From HMM to MEMM

$\DeclareMathOperator*{\argmax}{arg\,max}$ Both HMM (Hidden Markov Model) and MEMM(MaxEnt Markov Model) are widely used in the field of NLP. This article is trying to articulate these two models and compare their differences. Most of my knowledge about them comes from slides of MIT’s NLP course.

HMM

First thing first, HMM has two inter-dependent sequences: observation, and (hidden) states as we can indicate from the name of HMM (say with me: H-I-D-D-E-N Markov Model), the state changing lies behind what we can observe. e.g. POS (part of speech) tagging (states, as what lies behind) for a sentence (observation, what we see):

observations: I like apple

states: PRP VBP NN

Given observation, and states defined, let’s define more important variables for HMM:

$A$: state changing matrix, with $A_{i,j}$ stands for the probability from state $i$ to state $j$

$B$: emission probability, with $B_{j,o_t}$ stands for the probability emission from state $j$ to observation $o_t$

What do we need from HMM?

There are three main things I will cover in this article:

1) estimating probability of a sequence of states

2) decoding, given observations and a HMM model $\lambda(A,B)$

3) learning, given a set of states and observations, learn parameter $A$ and $B$ for HMM.

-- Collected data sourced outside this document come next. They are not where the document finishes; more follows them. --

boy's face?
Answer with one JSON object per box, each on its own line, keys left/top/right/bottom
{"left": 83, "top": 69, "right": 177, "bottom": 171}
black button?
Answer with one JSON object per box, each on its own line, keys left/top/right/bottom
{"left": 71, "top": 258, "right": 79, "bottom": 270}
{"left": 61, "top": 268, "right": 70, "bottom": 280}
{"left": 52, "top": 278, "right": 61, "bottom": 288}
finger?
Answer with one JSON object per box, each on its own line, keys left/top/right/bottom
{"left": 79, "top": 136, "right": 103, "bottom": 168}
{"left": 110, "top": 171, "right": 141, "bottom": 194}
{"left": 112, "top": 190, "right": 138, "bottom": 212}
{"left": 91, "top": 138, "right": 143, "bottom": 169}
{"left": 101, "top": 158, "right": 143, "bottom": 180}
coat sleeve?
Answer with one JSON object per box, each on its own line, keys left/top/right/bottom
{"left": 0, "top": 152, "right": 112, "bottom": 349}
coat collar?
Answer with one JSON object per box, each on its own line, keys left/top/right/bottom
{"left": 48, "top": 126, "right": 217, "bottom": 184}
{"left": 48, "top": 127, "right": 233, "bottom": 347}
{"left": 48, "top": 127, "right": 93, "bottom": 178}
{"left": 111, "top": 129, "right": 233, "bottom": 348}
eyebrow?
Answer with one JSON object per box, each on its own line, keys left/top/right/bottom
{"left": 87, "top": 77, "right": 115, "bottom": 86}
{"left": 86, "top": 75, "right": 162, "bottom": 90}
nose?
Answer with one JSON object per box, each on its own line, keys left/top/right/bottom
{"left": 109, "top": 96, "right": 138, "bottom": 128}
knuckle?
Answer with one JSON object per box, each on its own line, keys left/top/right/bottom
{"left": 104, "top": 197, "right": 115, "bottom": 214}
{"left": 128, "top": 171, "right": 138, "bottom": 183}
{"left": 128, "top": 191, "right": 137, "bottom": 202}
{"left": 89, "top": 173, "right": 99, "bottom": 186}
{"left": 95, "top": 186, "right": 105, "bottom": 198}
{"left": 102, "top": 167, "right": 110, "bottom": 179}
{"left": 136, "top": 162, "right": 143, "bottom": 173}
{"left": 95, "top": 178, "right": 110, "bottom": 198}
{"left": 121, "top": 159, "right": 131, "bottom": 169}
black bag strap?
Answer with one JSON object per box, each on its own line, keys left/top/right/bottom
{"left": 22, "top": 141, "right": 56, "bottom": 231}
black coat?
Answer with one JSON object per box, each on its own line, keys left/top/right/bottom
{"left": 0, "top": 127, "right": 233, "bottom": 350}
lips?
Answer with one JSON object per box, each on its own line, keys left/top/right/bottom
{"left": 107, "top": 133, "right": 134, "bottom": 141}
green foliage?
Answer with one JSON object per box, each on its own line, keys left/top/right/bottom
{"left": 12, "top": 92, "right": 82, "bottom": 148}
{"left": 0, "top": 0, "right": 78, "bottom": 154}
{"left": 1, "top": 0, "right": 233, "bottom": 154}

I’ll explain why I need these now, but before that it is useful to know the difference between generative model and discriminative model. You can check this post out.

How to Make Use of $A$ and $B$?

First of all, HMM is a generative model. That means it will do:

$\argmax\limits_{S}P(O|S)P(S)$

$=\argmax\limits_{S} \prod\limits_{s’,s\in S, o\in O} P(o|s)P(s)$

$=\argmax\limits_{S} \prod\limits_{s’,s\in S, o\in O} B_{s,o}P(s’)A_{s’,s}$

$P(s’)$ here stands for probability of previous observation’s ending in state $s’$.

Actually, this term solves the first two of our problems: 1) getting probability and 2) getting most likely sequence.

Forward Algorithm and Viterbi Algorithm

So we got our objective in deriving probability and decoding, so how could we implement it? If we want to do it with brute force, it will be an $O(n^t)$ solution with $n$ stands for number of states, and $t$ stands for the length of the observations, which is not acceptable. However, it can be solved with dynamic programming with just $O(n\cdot t)$ time complexity, because we can derive the probability for each state in current observation with just all the probability of each state from the observation right before current observation. I am gonna just put the pseudo-code for forward and Viterbi algorithm from MIT slides here.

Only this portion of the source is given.